Aaron David Miller makes the case that the anti-Hagel campaign is ultimately just an anti-Obama campaign: That’s why I think that the Hagel affair really isn’t about Chuck Hagel. This is really a fight about Barack Obama. It is being driven by three somewhat overlapping constituencies — a pro-Israel community that doesn’t trust the president, […]

Aaron David Miller makes the case that the anti-Hagel campaign is ultimately just an anti-Obama campaign:

That’s why I think that the Hagel affair really isn’t about Chuck Hagel.

This is really a fight about Barack Obama. It is being driven by three somewhat overlapping constituencies — a pro-Israel community that doesn’t trust the president, a Republican party and a neoconservative elite struggling unsuccessfully to define its own foreign policy identity, and finally, a party in opposition that is determined to remind Obama that, reelected or not, he doesn’t have a free hand.

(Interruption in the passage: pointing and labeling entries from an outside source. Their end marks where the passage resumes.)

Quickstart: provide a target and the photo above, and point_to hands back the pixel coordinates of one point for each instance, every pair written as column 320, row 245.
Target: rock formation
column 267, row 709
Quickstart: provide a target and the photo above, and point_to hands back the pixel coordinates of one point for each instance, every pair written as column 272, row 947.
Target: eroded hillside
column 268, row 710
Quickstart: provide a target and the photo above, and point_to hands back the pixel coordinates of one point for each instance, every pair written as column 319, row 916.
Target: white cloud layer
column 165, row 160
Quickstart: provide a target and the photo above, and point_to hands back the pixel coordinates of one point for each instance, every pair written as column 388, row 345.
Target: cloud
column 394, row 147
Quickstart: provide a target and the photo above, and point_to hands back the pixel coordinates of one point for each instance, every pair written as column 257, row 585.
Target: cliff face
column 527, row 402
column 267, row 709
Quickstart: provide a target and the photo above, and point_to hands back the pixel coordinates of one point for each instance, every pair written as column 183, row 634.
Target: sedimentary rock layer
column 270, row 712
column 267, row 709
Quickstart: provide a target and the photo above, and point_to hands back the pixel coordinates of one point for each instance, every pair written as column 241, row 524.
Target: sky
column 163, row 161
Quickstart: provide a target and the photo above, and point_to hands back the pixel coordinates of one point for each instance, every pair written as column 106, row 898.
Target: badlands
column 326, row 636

On one level, Miller is correct. Strident opposition to a presidential nominee is opposition to the president, and many of Hagel’s critics insist on interpreting the selection as confirmation of views that they have frequently and wrongly attributed to Obama. Republican hawks have been railing against a fantasy Obama record for four years, so I suppose it’s inevitable that they would subject one of his Cabinet nominees to the same treatment. Hard-liners convinced that Obama wants to preside over American decline look at Hagel, impute views to Hagel that he doesn’t have, and then say, “Yes, just as we thought, Obama wants to preside over decline.” “Pro-Israel” hawks in the GOP have been pushing the idea that Obama doesn’t support Israel enough since before he was elected, so naturally they will claim that Obama is “revealing” his “real” views by associating him with the distortions of Hagel’s record they are circulating. One nonsensical criticism informs the other.

It’s also true that Hagel is encountering resistance from his own party because Obama appointed him, but it’s equally true that Hagel would never have been given a Cabinet post in a McCain or Romney administration. It’s easy to imagine that a Republican-appointed Hagel would face just as much hostility from the same critics, but it’s very difficult to imagine that a Republican would appoint him to a comparable position in the first place (in part because of the sway Hagel’s critics still have inside the party). Yes, Hagel’s critics are going after Hagel in large part to inflict damage on Obama, but they would not have thrown such a fit over the other possible nominees for Defense, and they have shown no interest in targeting Kerry despite the fact that he will be the one carrying out Obama’s foreign policy. There’s no getting around the fact that this controversy is primarily one about Hagel.

The anti-Hagel campaign is partly a case of sour grapes over losing the election, but it’s also being done as payback to strike at Hagel for his past criticisms of Republican hawks. Hagel’s critics believed that his nomination would make it easier to split off Democrats in the Senate and hand Obama an early setback, but something close to the opposite has occurred. As Pat Buchanan observed in his new column, the Hagel nomination set up Republican hawks for a no-win scenario:

If Hagel is confirmed, Republican resistance will have been routed. If Hagel is rejected, the Republican Party will be damaged in the eyes of many for having trashed a patriot, war hero and friend of veterans who put America first and wanted no more unnecessary wars.

The problem for Republican hawks in this case is that they didn’t understand that there was no way for them to win this contest, and so they launched their assault on Hagel anyway.